A governança em áreas elegíveis a projetos de APD é geralmente mais bem definida, possibilitando maior clareza sobre a quem pertencem os créditos de carbono e, consequentemente, sobre quem pode comercializá-los. Além disso, o monitoramento e a fiscalização também podem ser menos custosos do que nas áreas de projetos de AUD, já que, neste último, o agente de desmatamento é difuso e, em alguns casos, desconhecido.
Assim, em vários aspectos, os projetos de APD apresentam menor complexidade de execução e maior transparência quanto a sua adicionalidade.
Isso não quer dizer, no entanto, que os projetos de AUD sejam menos importantes. O engajamento social é um ponto de destaque, porque as áreas dos projetos muitas vezes estão em locais onde vivem comunidades tradicionais ou povos indígenas. Essas pessoas podem tanto se tornar agentes de desmatamento em algum momento, como podem ajudar a “fiscalizar” a área do projeto.
Dito isso, é importante que esses benefícios dos projetos de AUD sejam incorporados por políticas públicas, em uma abordagem jurisdicional, pois assim eles se tornam um mecanismo de mercado que complementa as ações públicas de comando e controle do desmatamento que, historicamente, têm sido insuficientes. Além disso, podem contribuir com a geração de renda para as comunidades locais.
Já os projetos de APD têm, por seu caráter eminentemente privado, o direito do proprietário previsto em lei – sobre o direito à propriedade da área, sobre os ativos ambientais localizados no excedente florestal e mesmo sobre a decisão de desmatar esse excedente.
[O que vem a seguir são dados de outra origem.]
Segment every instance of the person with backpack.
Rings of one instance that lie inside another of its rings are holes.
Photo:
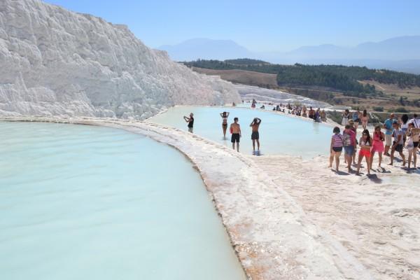
[[[340,134],[338,127],[334,127],[332,133],[334,134],[331,137],[331,144],[330,145],[330,165],[328,167],[332,168],[332,161],[335,158],[335,171],[338,172],[340,156],[343,150],[343,136]]]
[[[356,133],[351,130],[350,125],[346,125],[343,131],[343,145],[344,147],[344,157],[347,162],[347,169],[351,172],[351,161],[356,146]]]
[[[365,159],[366,160],[366,164],[368,165],[368,175],[370,175],[370,166],[372,164],[372,162],[370,160],[370,148],[372,148],[372,139],[370,139],[369,130],[363,130],[362,136],[359,140],[359,145],[360,146],[360,150],[359,151],[359,156],[357,162],[357,172],[356,172],[356,174],[359,174],[362,160],[363,160],[363,158],[365,158]]]

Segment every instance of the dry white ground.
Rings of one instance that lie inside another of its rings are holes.
[[[145,122],[4,119],[120,128],[178,148],[200,172],[249,279],[420,279],[420,175],[400,163],[369,178],[337,174],[326,158],[251,157]]]

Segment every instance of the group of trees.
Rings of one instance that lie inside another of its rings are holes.
[[[360,80],[376,80],[397,84],[402,88],[420,86],[420,75],[389,70],[369,69],[367,67],[342,65],[273,64],[251,59],[219,60],[199,59],[184,62],[188,66],[210,69],[240,69],[275,74],[279,86],[319,86],[334,89],[345,95],[365,97],[382,94],[374,85],[363,85]]]

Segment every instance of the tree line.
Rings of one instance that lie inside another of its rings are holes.
[[[374,85],[363,85],[359,80],[374,80],[396,84],[401,88],[420,86],[420,75],[390,70],[370,69],[343,65],[275,64],[251,59],[225,61],[198,59],[183,62],[188,66],[216,70],[240,69],[277,75],[279,86],[319,86],[334,89],[345,95],[365,97],[382,95]]]

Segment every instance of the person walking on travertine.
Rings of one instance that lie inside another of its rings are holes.
[[[194,129],[194,114],[192,113],[190,113],[190,118],[184,115],[184,120],[186,122],[188,122],[188,132],[192,133],[192,130]]]
[[[258,132],[258,128],[261,124],[261,119],[255,118],[249,126],[252,127],[252,134],[251,134],[251,139],[252,140],[252,148],[253,153],[255,153],[255,141],[257,141],[257,146],[258,149],[257,150],[257,155],[260,153],[260,132]]]
[[[229,112],[220,113],[222,117],[222,129],[223,130],[223,139],[226,139],[226,130],[227,130],[227,118],[229,118]]]
[[[230,141],[232,142],[232,148],[234,150],[234,144],[237,144],[237,150],[239,151],[239,140],[241,137],[241,126],[238,123],[239,119],[234,118],[233,119],[234,122],[230,125],[230,133],[232,133],[232,138]]]

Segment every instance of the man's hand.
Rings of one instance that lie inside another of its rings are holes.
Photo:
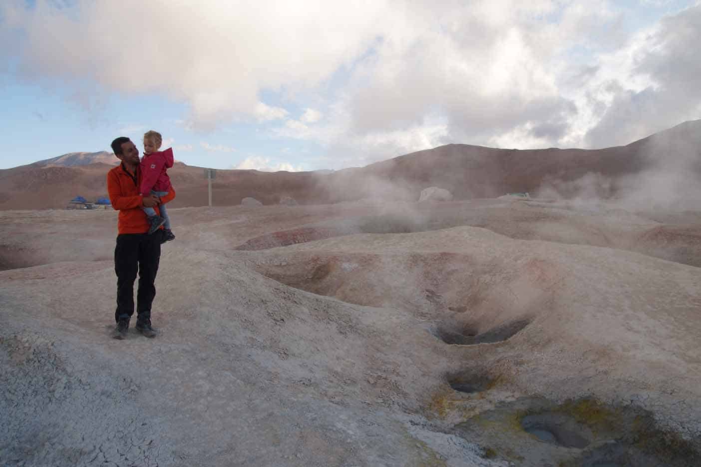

Portanto, deveriam ser vistos com maior independência em relação a políticas públicas, regidos unicamente por mecanismos de mercado, garantindo total transparência dos resultados para todas as partes interessadas, inclusive o poder público.
Independentemente da abordagem, há desafios estruturais no Brasil que precisam ser tratados com prioridade, como é a questão fundiária.
Superando esses desafios e promovendo uma mensuração, reporte e verificação de qualidade previstos pelos standards internacionais, poderemos assegurar os resultados esperados, como a conservação de áreas florestais, renda adicional para quem mantém a floresta de pé e maior segurança, para quem compra, de que o crédito de fato está compensando emissões e suas metas estão sendo cumpridas.
Os benefícios dos projetos REDD+ são múltiplos, encorajadores e, especialmente, fundamentais para comunidades, empresas, sociedade e meio ambiente.